Despite objections by environmental groups that US EPA failed to establish numeric discharge limits and failed to update monitoring requirements despite critical conclusions on the MSGP that the National Research Council (NRC) had reached in a 2009 Report, US EPA promulgated the current MSGP on June 16, 2015. The Waterkeeper Alliance, the Conservation Law Foundation, and two other groups of environmental organizations petitioned for review of the MSGP; however, these petitions are unlikely to be litigated on the merits in light of the Waterkeeper Alliance’s announcement in August that a landmark agreement had been reached and the subsequent grant of a motion to hold the cases in abeyance in light of the agreement.
The settlement agreement requires US EPA to fund a new NRC report that will evaluate monitoring changes and numerical limits that might be incorporated into a future MSGP. The required NRC report is expected to be finalized by August 2018. US EPA is also now committed to proposing Additional Implementation Measures requirements in the 2020 MSGP that will require an industrial stormwater discharger to take some form of action in response to an exceedance of a pollutant benchmark concentration. While the agreement leaves the 2015 MSGP in place and does not mandate that US EPA promulgate changes to the 2015 MSGP, industrial entities discharging stormwater under the MSGP should closely monitor US EPA’s actions following the settlement agreement as they may include monitoring changes or the incorporation of numerical limits into the 2020 MSGP.

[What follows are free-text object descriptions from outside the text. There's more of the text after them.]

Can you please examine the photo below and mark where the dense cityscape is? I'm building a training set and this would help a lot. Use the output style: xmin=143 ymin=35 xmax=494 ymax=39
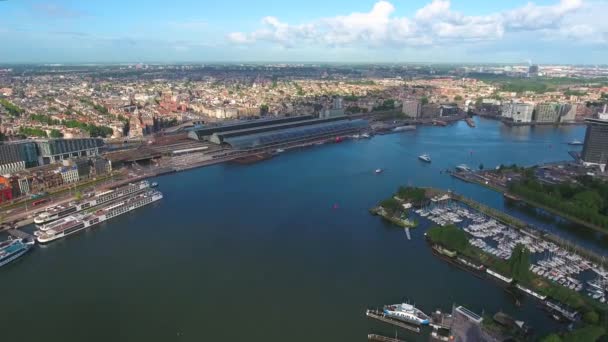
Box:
xmin=3 ymin=0 xmax=608 ymax=341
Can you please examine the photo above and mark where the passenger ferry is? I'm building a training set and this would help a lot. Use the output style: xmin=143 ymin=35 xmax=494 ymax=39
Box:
xmin=35 ymin=190 xmax=163 ymax=244
xmin=383 ymin=303 xmax=430 ymax=325
xmin=33 ymin=181 xmax=150 ymax=225
xmin=0 ymin=238 xmax=35 ymax=268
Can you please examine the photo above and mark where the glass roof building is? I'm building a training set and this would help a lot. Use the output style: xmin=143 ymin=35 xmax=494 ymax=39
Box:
xmin=220 ymin=119 xmax=368 ymax=149
xmin=187 ymin=115 xmax=315 ymax=141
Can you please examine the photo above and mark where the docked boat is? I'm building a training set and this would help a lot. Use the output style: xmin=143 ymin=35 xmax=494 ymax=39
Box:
xmin=0 ymin=238 xmax=35 ymax=268
xmin=455 ymin=164 xmax=472 ymax=172
xmin=383 ymin=303 xmax=430 ymax=325
xmin=275 ymin=148 xmax=285 ymax=153
xmin=418 ymin=154 xmax=431 ymax=163
xmin=33 ymin=181 xmax=150 ymax=225
xmin=393 ymin=125 xmax=416 ymax=132
xmin=150 ymin=182 xmax=159 ymax=188
xmin=568 ymin=140 xmax=583 ymax=146
xmin=35 ymin=190 xmax=163 ymax=244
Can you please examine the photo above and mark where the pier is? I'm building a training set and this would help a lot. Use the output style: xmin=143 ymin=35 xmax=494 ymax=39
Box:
xmin=6 ymin=229 xmax=34 ymax=240
xmin=367 ymin=333 xmax=407 ymax=342
xmin=365 ymin=310 xmax=421 ymax=333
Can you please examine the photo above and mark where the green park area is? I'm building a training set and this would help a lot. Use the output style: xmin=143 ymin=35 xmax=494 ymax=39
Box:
xmin=509 ymin=174 xmax=608 ymax=233
xmin=370 ymin=186 xmax=426 ymax=228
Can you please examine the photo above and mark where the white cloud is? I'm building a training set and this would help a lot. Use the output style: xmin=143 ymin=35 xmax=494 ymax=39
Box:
xmin=167 ymin=20 xmax=208 ymax=31
xmin=227 ymin=32 xmax=254 ymax=44
xmin=227 ymin=0 xmax=601 ymax=48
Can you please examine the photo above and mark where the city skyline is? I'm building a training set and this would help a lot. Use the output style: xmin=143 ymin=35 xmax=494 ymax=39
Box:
xmin=1 ymin=0 xmax=607 ymax=64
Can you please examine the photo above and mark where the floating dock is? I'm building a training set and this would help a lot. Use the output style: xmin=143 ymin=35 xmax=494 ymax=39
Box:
xmin=367 ymin=333 xmax=407 ymax=342
xmin=365 ymin=310 xmax=421 ymax=333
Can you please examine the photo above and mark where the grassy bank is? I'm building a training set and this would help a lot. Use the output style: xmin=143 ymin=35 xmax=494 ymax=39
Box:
xmin=369 ymin=186 xmax=427 ymax=228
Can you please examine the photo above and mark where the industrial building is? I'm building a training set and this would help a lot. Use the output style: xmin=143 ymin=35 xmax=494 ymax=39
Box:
xmin=581 ymin=118 xmax=608 ymax=170
xmin=188 ymin=115 xmax=368 ymax=150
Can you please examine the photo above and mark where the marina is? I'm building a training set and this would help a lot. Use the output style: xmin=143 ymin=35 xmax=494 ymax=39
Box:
xmin=415 ymin=192 xmax=608 ymax=305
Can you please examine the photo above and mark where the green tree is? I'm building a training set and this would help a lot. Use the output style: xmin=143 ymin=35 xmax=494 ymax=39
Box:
xmin=19 ymin=127 xmax=47 ymax=138
xmin=0 ymin=99 xmax=25 ymax=116
xmin=420 ymin=97 xmax=429 ymax=106
xmin=541 ymin=334 xmax=562 ymax=342
xmin=508 ymin=244 xmax=531 ymax=283
xmin=50 ymin=129 xmax=63 ymax=138
xmin=380 ymin=198 xmax=401 ymax=216
xmin=563 ymin=325 xmax=605 ymax=342
xmin=427 ymin=225 xmax=469 ymax=252
xmin=583 ymin=311 xmax=600 ymax=325
xmin=454 ymin=95 xmax=463 ymax=101
xmin=259 ymin=104 xmax=269 ymax=115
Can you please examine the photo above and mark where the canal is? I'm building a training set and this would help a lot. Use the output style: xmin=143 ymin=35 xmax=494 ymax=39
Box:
xmin=0 ymin=118 xmax=600 ymax=341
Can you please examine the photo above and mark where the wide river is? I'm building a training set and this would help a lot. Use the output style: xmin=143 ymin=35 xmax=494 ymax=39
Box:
xmin=2 ymin=118 xmax=605 ymax=341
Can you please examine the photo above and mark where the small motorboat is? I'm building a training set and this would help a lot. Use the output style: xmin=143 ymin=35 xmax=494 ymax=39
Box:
xmin=418 ymin=154 xmax=431 ymax=163
xmin=375 ymin=168 xmax=384 ymax=174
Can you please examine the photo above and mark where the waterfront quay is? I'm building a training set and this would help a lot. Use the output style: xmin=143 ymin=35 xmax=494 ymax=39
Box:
xmin=1 ymin=118 xmax=595 ymax=341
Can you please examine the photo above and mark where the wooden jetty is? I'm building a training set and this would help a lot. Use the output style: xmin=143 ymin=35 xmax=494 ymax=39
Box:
xmin=365 ymin=310 xmax=421 ymax=333
xmin=368 ymin=333 xmax=407 ymax=342
xmin=6 ymin=229 xmax=34 ymax=240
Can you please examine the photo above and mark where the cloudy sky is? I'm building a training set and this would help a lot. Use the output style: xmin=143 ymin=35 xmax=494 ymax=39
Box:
xmin=0 ymin=0 xmax=606 ymax=64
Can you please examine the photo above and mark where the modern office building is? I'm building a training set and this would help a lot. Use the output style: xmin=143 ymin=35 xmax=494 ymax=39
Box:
xmin=559 ymin=104 xmax=578 ymax=123
xmin=502 ymin=102 xmax=534 ymax=123
xmin=581 ymin=118 xmax=608 ymax=170
xmin=0 ymin=141 xmax=39 ymax=175
xmin=0 ymin=138 xmax=104 ymax=175
xmin=534 ymin=103 xmax=562 ymax=123
xmin=528 ymin=65 xmax=539 ymax=77
xmin=402 ymin=100 xmax=421 ymax=118
xmin=36 ymin=138 xmax=104 ymax=165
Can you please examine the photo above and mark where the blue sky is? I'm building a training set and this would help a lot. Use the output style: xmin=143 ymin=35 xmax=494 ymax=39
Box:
xmin=0 ymin=0 xmax=607 ymax=64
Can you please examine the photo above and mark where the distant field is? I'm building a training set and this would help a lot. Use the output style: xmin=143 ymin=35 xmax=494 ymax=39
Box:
xmin=467 ymin=73 xmax=608 ymax=94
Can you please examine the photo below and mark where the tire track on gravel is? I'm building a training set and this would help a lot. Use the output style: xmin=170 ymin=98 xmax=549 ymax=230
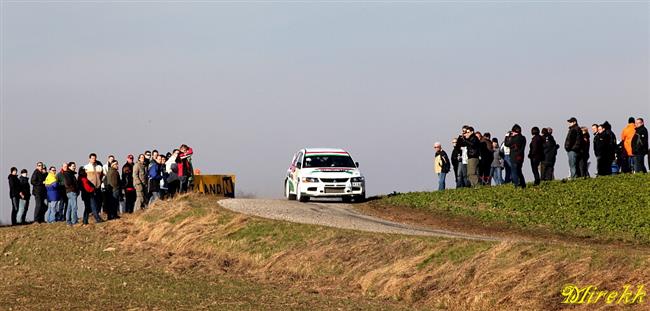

Following the 2016 election, many environmental regulations seem set to be weakened or overturned by the new administration. For example, President-elect Trump has indicated that he will eliminate “intrusive” rules such as the Obama administration’s “waters of the United States” rule. Additionally, his 100-day action plan promises to eliminate two regulations for each new regulation promulgated. It is unclear precisely the extent to which the August 16, 2016 settlement agreement will result in changes to the MSGP. However, the MSGP settlement agreement requirements may cabin the next administration’s discretion when it re-evaluates the MSGP terms in 2020.